With good fortune on their side, the Stonerside group will enjoy the ride with their big chestnut, and they also realize that Congaree is a horse with the potential to make a successful stallion.

Adger said, "Obviously, the McNairs know he's a very important horse for our farm, but we hadn't thought too much about him as a stallion until he won the Cigar Mile last fall. Even then we were thinking in terms of a regional market, and we were approached by a couple of quality regional operations. But since he's had such a good run this year, several prominent Kentucky farms have talked to us about him."

The financial pressures of racing a large string of horses make selling a stallion all the more attractive. The McNairs, however, "have said that they want to enjoy his racing career," Adger said, "and when the time comes for Congaree to retire, then they will sit down, listen to the options from the various farms, and choose the one that can propose the best plan for the horse."

Stonerside will not be on the sidelines when Congaree is retired, either. Adger recognizes the importance that a supportive owner can have in a stallion's career and said that "when Congaree goes to stud, we would support him in a serious way and breed some high-class mares to him. That way, we give him the best possible chance."

For breeders, one of the most attractive qualities of a proven racer like Congaree is that his racing character is so clearly defined. In assessing the horse's attractions as a potential stallion, Adger said, "We look for a stallion with speed, and that's what most other breeders are looking for also. Fortunately, Congaree has that in spades, and he can carry his speed, as he showed in the Kentucky Derby, the Santa Anita Handicap, and again on Sunday in the Hollywood Gold Cup."

Congaree carries his speed so well that he quickly developed into a classic candidate in 2001. Winning the Wood Memorial and running very well to finish third in both the Kentucky Derby and Preakness showed Congaree was a very high-class performer. Unfortunately, he wrenched an ankle when he finished third in the Jim Dandy, and Adger said that Congaree had several months off after the Jim Dandy to recuperate: "We sent him to the farm in South Carolina, and he came back well last spring."

After he returned at 4, Congaree didn't show form equal to his best efforts in 2001 until he won the Cigar Mile in November. Since then, he has won the San Pasqual, San Antonio, Carter, and Hollywood Gold Cup, as well as finishing a close second in the Santa Anita Handicap.

In terms of pedigree, Congaree has some strengths, as well as a significant hurdle to leap. Pragmatically, Adger said that for Congaree to achieve commercial acceptance, he would have to "distance himself" from being by Arazi.

"Although I really love Arazi and respect his racing ability, he was a big disappointment at stud," Adger said.
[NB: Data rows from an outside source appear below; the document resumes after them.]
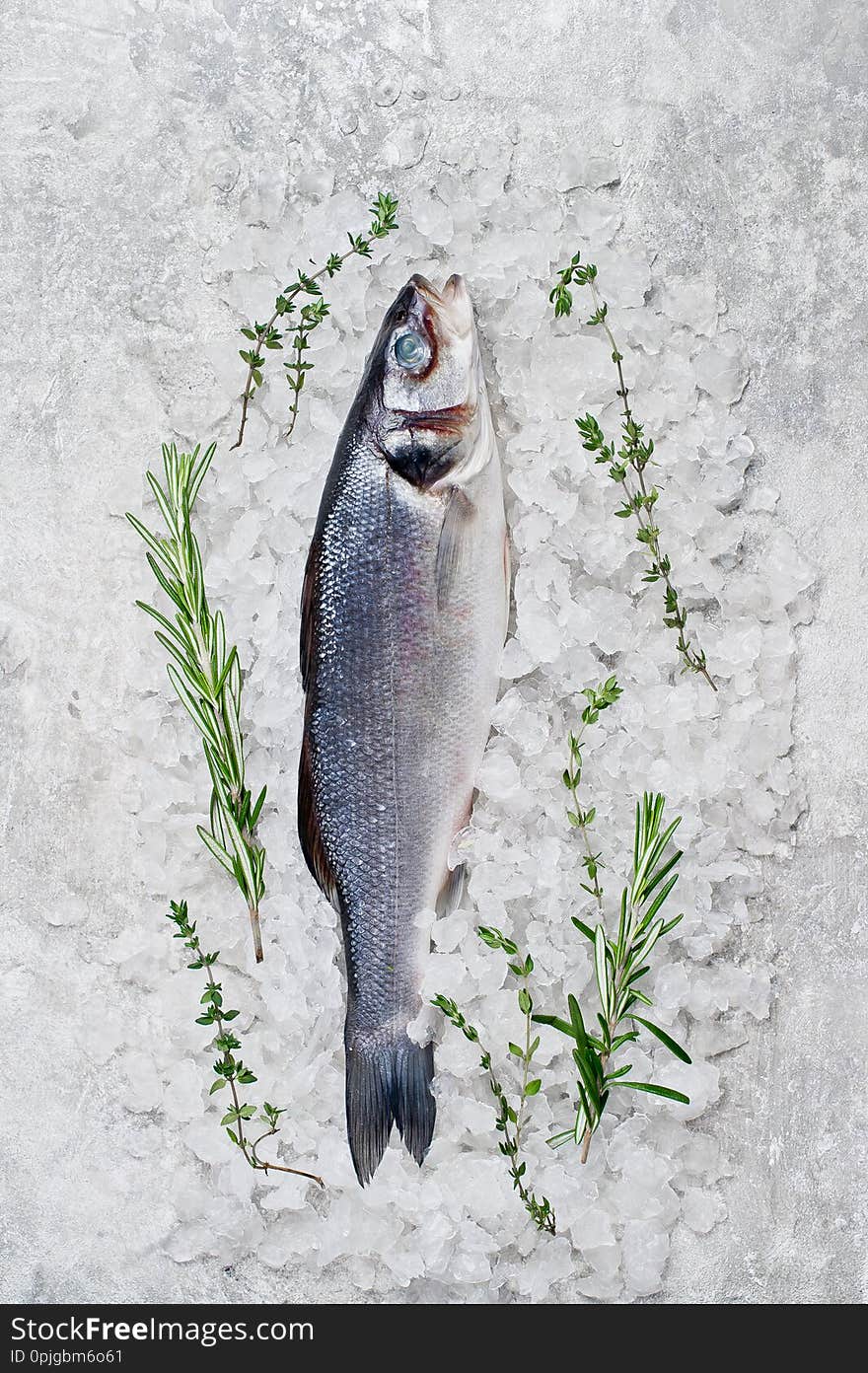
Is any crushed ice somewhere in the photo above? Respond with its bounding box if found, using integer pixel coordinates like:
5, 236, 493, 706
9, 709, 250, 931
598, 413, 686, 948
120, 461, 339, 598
108, 144, 812, 1302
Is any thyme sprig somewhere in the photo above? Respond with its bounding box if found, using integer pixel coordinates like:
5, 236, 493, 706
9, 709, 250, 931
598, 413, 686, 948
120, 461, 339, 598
563, 677, 622, 910
126, 444, 266, 963
431, 925, 556, 1234
533, 774, 690, 1163
549, 253, 717, 690
166, 901, 326, 1187
232, 190, 398, 449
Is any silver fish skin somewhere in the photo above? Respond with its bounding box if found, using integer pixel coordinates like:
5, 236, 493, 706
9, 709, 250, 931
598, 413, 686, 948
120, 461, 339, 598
298, 276, 510, 1185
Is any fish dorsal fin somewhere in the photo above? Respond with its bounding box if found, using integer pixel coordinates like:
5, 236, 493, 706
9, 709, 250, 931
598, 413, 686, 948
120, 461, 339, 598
298, 731, 340, 910
437, 486, 473, 610
434, 862, 467, 920
298, 539, 320, 690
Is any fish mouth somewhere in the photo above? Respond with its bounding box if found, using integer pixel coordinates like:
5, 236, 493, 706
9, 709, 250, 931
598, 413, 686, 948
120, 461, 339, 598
408, 272, 473, 337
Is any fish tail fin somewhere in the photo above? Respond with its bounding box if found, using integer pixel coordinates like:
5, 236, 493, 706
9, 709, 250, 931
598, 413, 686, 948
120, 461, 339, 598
395, 1036, 437, 1167
346, 1020, 437, 1187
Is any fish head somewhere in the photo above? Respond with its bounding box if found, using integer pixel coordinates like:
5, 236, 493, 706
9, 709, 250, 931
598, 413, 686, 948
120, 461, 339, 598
359, 274, 491, 493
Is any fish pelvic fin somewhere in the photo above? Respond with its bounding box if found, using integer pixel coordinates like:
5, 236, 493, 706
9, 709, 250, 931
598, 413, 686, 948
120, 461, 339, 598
344, 1020, 437, 1188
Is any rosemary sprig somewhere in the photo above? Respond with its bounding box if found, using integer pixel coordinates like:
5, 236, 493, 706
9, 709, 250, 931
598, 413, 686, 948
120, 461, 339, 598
126, 444, 266, 963
549, 253, 717, 690
533, 787, 690, 1163
232, 190, 398, 449
431, 925, 555, 1234
166, 901, 326, 1187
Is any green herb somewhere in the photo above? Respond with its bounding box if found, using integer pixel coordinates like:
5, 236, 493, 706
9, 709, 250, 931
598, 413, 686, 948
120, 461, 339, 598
232, 190, 398, 448
549, 253, 717, 690
533, 724, 690, 1163
166, 901, 325, 1187
431, 925, 555, 1234
563, 677, 620, 903
126, 444, 265, 963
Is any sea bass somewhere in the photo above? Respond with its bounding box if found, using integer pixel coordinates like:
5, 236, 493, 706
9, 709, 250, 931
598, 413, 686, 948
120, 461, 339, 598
298, 276, 510, 1185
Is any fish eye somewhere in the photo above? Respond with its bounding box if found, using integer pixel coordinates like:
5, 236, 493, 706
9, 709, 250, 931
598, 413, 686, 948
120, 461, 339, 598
395, 329, 428, 367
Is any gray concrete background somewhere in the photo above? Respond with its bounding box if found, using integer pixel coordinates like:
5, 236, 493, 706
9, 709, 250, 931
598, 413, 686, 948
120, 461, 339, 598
0, 0, 868, 1303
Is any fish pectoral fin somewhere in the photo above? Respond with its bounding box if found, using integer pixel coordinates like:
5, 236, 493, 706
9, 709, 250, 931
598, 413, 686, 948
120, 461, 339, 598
434, 862, 467, 920
298, 738, 340, 911
437, 486, 475, 610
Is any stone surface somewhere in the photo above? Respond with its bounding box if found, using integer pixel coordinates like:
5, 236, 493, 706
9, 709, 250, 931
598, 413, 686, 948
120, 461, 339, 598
0, 0, 868, 1303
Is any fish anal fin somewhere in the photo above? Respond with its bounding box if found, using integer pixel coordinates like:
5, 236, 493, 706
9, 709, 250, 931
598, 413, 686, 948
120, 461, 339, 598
435, 486, 473, 610
298, 733, 340, 910
434, 862, 467, 920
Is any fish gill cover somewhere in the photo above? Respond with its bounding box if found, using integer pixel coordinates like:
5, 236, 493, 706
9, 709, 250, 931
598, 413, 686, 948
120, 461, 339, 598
105, 147, 812, 1300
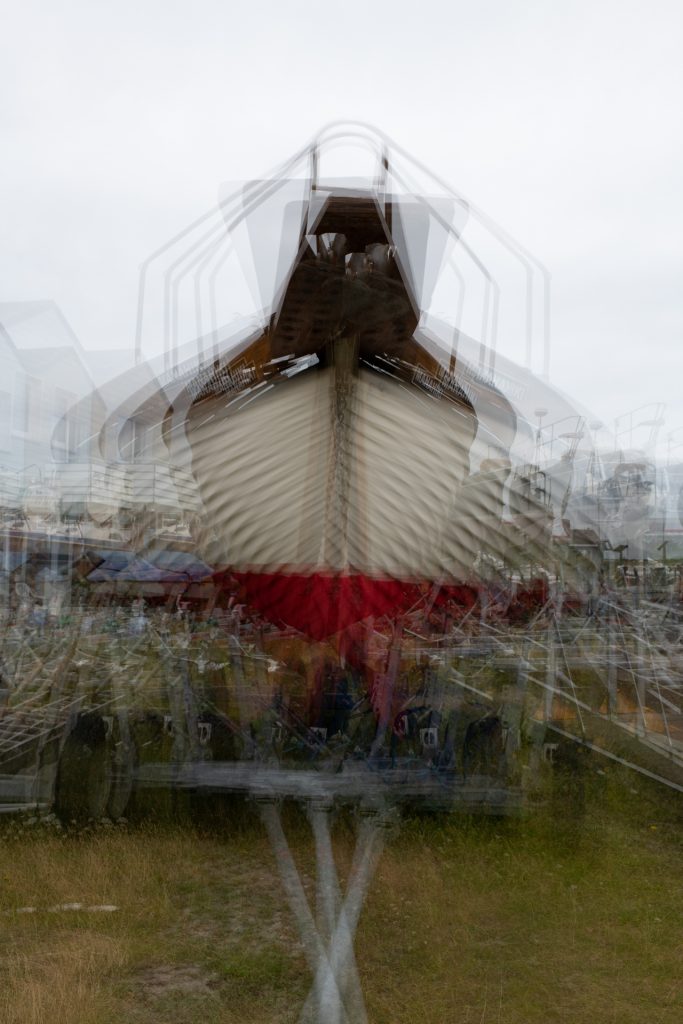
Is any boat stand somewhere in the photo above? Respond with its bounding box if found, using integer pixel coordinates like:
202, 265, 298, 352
259, 799, 395, 1024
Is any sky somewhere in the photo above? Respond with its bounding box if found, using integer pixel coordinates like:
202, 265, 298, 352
0, 0, 683, 456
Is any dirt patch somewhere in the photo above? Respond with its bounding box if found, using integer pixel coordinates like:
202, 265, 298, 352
135, 964, 219, 996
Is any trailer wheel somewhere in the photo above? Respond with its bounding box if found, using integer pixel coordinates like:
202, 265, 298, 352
54, 712, 112, 822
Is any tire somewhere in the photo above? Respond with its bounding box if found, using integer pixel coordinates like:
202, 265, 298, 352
54, 712, 112, 823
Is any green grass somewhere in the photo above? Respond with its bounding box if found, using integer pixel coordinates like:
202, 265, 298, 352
0, 771, 683, 1024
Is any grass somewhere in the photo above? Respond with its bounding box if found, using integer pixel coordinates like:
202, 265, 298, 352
0, 772, 683, 1024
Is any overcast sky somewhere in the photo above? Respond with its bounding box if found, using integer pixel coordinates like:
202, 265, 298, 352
0, 0, 683, 454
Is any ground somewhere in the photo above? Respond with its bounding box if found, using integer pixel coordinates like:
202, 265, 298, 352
0, 771, 683, 1024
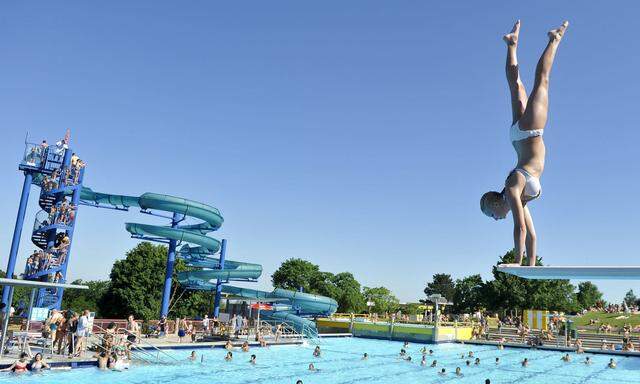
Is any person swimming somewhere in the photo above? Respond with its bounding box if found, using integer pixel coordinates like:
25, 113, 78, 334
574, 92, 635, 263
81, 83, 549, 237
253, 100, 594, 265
29, 353, 51, 371
480, 20, 569, 266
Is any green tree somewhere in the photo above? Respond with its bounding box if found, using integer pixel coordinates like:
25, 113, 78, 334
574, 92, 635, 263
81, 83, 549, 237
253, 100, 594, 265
62, 280, 110, 317
271, 258, 365, 313
99, 242, 211, 320
362, 287, 400, 313
452, 275, 484, 313
482, 250, 576, 312
333, 272, 366, 313
622, 289, 638, 306
576, 281, 602, 309
271, 258, 321, 292
424, 273, 455, 301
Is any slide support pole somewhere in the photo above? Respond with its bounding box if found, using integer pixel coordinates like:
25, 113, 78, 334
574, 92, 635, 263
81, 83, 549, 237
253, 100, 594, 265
160, 212, 182, 318
2, 172, 33, 307
213, 239, 227, 318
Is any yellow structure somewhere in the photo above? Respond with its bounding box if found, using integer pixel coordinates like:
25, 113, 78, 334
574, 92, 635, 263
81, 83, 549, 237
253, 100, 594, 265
316, 316, 472, 343
522, 309, 549, 330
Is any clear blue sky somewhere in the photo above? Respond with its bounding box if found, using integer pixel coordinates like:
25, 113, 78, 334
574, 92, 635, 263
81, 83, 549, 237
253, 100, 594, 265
0, 0, 640, 300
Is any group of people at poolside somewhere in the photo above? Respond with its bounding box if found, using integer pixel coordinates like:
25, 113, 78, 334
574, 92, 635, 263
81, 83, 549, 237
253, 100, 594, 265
42, 309, 91, 357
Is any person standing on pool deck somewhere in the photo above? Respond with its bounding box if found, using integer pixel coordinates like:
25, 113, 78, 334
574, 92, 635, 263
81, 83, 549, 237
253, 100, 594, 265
480, 20, 569, 266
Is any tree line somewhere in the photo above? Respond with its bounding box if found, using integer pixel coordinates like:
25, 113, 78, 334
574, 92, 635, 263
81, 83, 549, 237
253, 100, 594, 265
55, 242, 608, 319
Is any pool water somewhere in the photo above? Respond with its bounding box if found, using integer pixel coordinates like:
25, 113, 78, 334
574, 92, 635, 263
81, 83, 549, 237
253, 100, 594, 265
0, 338, 640, 384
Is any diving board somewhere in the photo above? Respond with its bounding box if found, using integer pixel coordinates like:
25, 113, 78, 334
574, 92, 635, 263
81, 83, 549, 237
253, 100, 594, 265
497, 264, 640, 280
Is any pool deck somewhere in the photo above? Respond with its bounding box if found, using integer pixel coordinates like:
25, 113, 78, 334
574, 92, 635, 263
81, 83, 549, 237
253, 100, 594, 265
456, 340, 640, 357
0, 335, 312, 370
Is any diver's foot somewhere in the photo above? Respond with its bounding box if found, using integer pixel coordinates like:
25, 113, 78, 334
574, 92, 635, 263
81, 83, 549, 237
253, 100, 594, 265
502, 20, 520, 45
498, 262, 522, 268
547, 21, 569, 43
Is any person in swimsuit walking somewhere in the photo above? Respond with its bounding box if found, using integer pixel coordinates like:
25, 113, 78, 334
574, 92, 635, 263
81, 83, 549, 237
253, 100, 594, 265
480, 20, 569, 266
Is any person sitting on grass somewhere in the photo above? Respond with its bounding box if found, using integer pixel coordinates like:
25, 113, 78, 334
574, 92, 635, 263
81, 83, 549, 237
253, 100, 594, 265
29, 352, 51, 372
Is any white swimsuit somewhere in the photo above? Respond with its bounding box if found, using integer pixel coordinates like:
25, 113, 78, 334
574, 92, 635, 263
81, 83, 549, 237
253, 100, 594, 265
509, 121, 544, 142
509, 122, 544, 201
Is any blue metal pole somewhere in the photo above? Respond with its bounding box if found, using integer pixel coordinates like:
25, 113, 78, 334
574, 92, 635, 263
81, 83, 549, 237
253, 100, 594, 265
213, 239, 227, 318
2, 172, 33, 307
160, 212, 182, 317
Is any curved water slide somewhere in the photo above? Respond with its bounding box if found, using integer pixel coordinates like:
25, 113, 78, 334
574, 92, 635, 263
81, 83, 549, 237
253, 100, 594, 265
80, 187, 338, 331
178, 272, 338, 334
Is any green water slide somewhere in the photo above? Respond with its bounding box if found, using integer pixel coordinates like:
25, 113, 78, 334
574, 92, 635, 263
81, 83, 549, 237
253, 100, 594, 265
80, 187, 262, 280
80, 187, 338, 332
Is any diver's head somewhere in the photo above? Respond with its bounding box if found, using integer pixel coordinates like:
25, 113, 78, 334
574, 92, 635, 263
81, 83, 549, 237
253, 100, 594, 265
480, 191, 509, 220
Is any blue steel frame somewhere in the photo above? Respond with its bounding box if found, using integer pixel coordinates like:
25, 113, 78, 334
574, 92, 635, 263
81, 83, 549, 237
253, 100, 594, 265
213, 239, 227, 318
2, 142, 84, 310
2, 171, 33, 304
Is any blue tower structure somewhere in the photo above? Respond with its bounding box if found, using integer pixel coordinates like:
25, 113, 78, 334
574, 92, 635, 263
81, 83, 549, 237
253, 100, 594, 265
2, 138, 84, 309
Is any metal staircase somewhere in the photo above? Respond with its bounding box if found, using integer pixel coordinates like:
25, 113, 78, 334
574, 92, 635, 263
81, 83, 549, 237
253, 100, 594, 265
19, 144, 84, 309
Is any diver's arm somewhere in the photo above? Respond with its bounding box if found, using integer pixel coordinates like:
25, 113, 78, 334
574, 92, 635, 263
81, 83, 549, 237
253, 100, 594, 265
524, 206, 538, 267
505, 185, 527, 264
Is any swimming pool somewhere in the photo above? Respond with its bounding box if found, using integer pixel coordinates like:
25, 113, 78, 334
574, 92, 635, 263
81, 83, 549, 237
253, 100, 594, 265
0, 338, 640, 384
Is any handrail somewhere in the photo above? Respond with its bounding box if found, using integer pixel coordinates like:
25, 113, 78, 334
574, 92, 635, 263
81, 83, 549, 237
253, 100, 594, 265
92, 324, 166, 363
116, 328, 180, 362
93, 326, 159, 363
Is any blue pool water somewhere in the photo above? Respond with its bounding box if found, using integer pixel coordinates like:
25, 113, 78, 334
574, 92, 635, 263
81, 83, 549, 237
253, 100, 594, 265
0, 338, 640, 384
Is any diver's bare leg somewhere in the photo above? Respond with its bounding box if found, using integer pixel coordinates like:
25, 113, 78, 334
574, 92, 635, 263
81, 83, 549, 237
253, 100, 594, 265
502, 20, 527, 124
520, 21, 569, 130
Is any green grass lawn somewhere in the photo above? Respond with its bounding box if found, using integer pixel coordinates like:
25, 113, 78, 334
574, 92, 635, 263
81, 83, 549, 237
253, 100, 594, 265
572, 312, 640, 327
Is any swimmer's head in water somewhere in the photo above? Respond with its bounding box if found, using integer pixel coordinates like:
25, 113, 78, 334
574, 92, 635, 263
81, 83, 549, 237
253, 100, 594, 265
480, 191, 509, 220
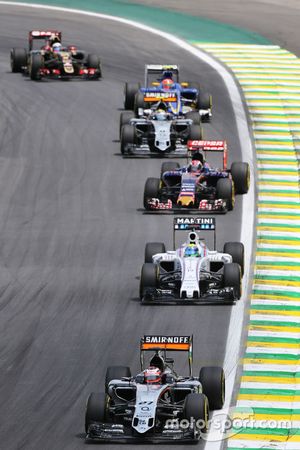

Despite that, Arazi was exceptionally pedigreed, and Congaree has solid lines elsewhere in his makeup. He is inbred 3x3 to Northern Dancer and descends from the James Cox Brady family of Epsom Oaks winner Long Look, Adger noted, pointing out that Congaree's dam, Mari's Sheba, was third in the Santa Anita Oaks to Serena's Song.

"Mari's Sheba was one of three key mares in the Elmendorf package when we purchased it, along with Halory and Ziggy's Act," he said. "She's proven to be a tremendous acquisition and an important element in our broodmare band."

Mari's Sheba produced a Thunder Gulch filly this year, and her yearling is a filly by Coronado's Quest. She is not in foal for next year. Adger noted that Congaree's half-sisters "will go into our racing stable and eventually will come back to Stonerside."